The mathematical analysis of regulatory networks is becoming
increasingly important in different fields of biology - since such
networks exist everywhere in nature. Species of animals and plants in
an ecosystem, genes and proteins in a cell or neurons in the brain
constitute networks of interacting units. Marc Timme, researcher at the
Bernstein Center for Computational Neuroscience and at the Max Planck
Institute for Dynamics and Self-Organization in Göttingen, has now
developed a mathematical method to infer the circuitry structure of a
regulatory network from its dynamical response properties. The
implementation of this theoretical method can make it possible to
determine the exact connections between the units of a network - for
example, the interaction between the molecules of a cell or the
connections in a neuronal network. The study will appear in June in the
scientific journal "Physical Review Letters".

As a precondition, Timme's method requires that the network is in a
stable, balanced equilibrium, similar to that of a mobile toy in a
balanced state. If a small weight is carefully attached to a figure of
the mobile, can one infer information about the structure of the mobile
from the altered up- and downwards positions of the other figures? And
if so, how many times would one have to place weights onto the mobile
in different variations before it is possible to reliably determine the
connections between all its figures? Timme pursued these questions -
not for mobiles but for balanced regulatory networks in general.

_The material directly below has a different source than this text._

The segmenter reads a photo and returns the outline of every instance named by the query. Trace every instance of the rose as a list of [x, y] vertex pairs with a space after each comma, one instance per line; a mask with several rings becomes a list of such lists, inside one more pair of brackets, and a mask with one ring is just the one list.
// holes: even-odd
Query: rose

In nature, we find many regulatory network systems, for example, for
generating the recurring pattern of activity when breathing or when the
heart beats. If in such a network the dynamics of one component is
altered, the other components respond to it. If a neuronal network is
fed somewhere with an external signal, a new, slightly shifted balance
is restored - that is, some neurons now transmit signals later, some
earlier than previously. "The dynamical response of the network not
only depends on the type of signal applied but also characteristically
on the structure of the network", Timme explains. This fact was
successfully demonstrated in a previous work published in the journal
"Europhysics Letters" in November 2006. In his latest work, Timme
showed how the structure of a network can be determined by studying its
response and how the connectivity can be reconstructed on a
mathematical level. With the help of his method, it is not only
possible to determine which elements of a network are connected with
one another, but also how strong the connections are.

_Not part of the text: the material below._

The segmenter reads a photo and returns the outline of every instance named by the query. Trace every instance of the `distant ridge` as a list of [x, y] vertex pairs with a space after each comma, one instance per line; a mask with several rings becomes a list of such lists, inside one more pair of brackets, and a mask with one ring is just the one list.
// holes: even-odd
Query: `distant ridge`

Precisely determining every connection within a network requires the
recording of a vast amount of data. "To reconstruct the entire network
we need to collect sufficient information", Timme explains, "in general
this means that the number of different experiments needs to equal the
number of all components of a network." Only few researchers have dared
to draw conclusions about the structure of a network from its dynamic
responses. Up to now such mathematical analysis methods have mainly
allowed for statistical assertions, e.g. about the percentage of
connected units or the expected strengths of the connections. Timme's
approach is different in that his mathematical model determines every
single connection of the network. He has tested the validity of this
theory with the help of computer simulations of different networks.

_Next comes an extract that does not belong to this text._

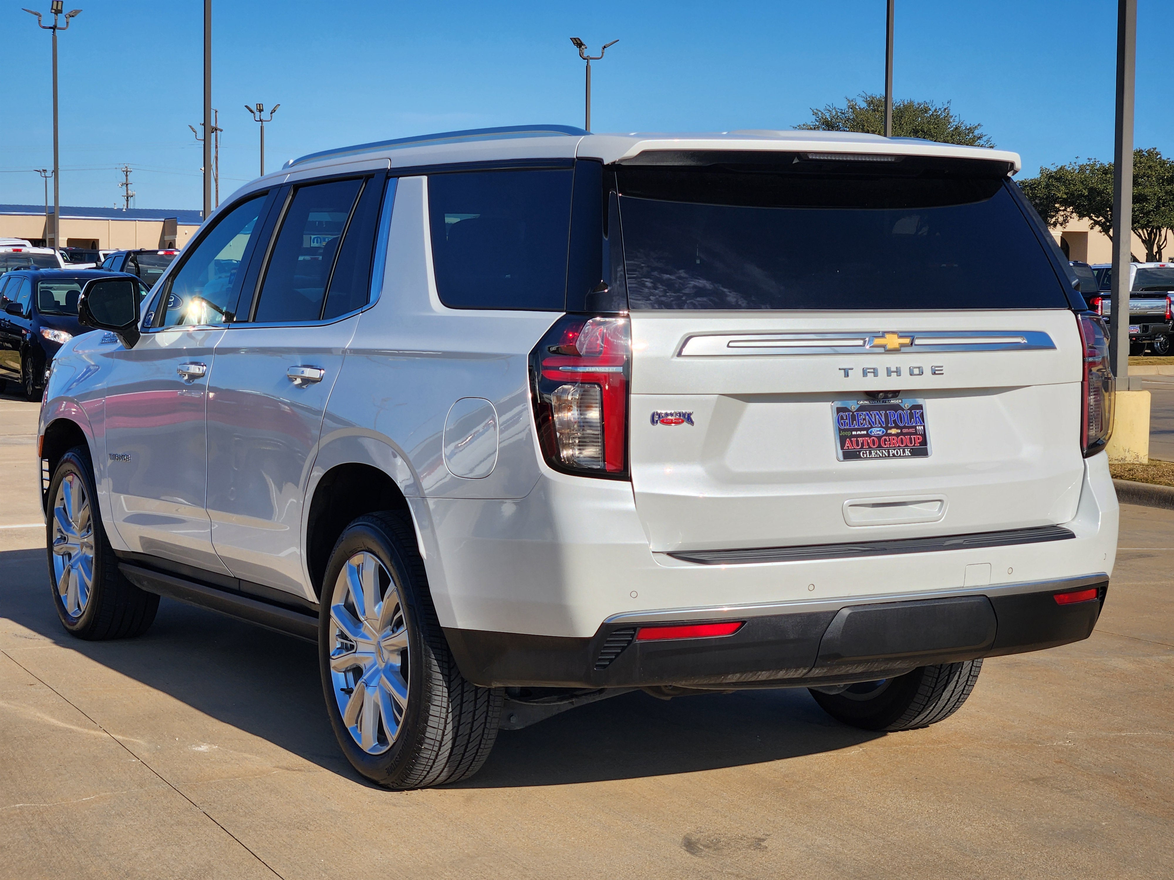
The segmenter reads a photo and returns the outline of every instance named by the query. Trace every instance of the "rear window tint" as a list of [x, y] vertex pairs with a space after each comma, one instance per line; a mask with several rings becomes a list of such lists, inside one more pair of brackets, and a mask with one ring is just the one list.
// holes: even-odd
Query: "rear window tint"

In reality, regulatory networks consist of thousands or millions of
components, making a recording of the responses of a network to a large
number of signals practically impossible. A further significant step in
Timme's method nonetheless allows to determine the structure of even
very large networks with just a moderate number of experiments. Nature
normally arranges its network units very efficiently such that a
desired function can be accomplished with a minimal number of
connections. In his method, Timme makes use of nature's principle of
sparseness as a feature beneficial for finding the structure of larger
networks. He shows how to reconstruct the structure of a sparsely
connected network with a number of experiments far fewer than the
number of components represented in a network. The novel method
provides researchers with the basic principles for a tool to
systematically investigate the interdependences between structure and
function of regulatory networks.

Publications:

Marc Timme. Revealing Network Connectivity From Response Dynamics. Physical Review Letter, 98:224101 (2007)

Marc Timme. Does dynamics reflect topology in directed networks? Europhysics Letters 76 (3), 367-373 (2006).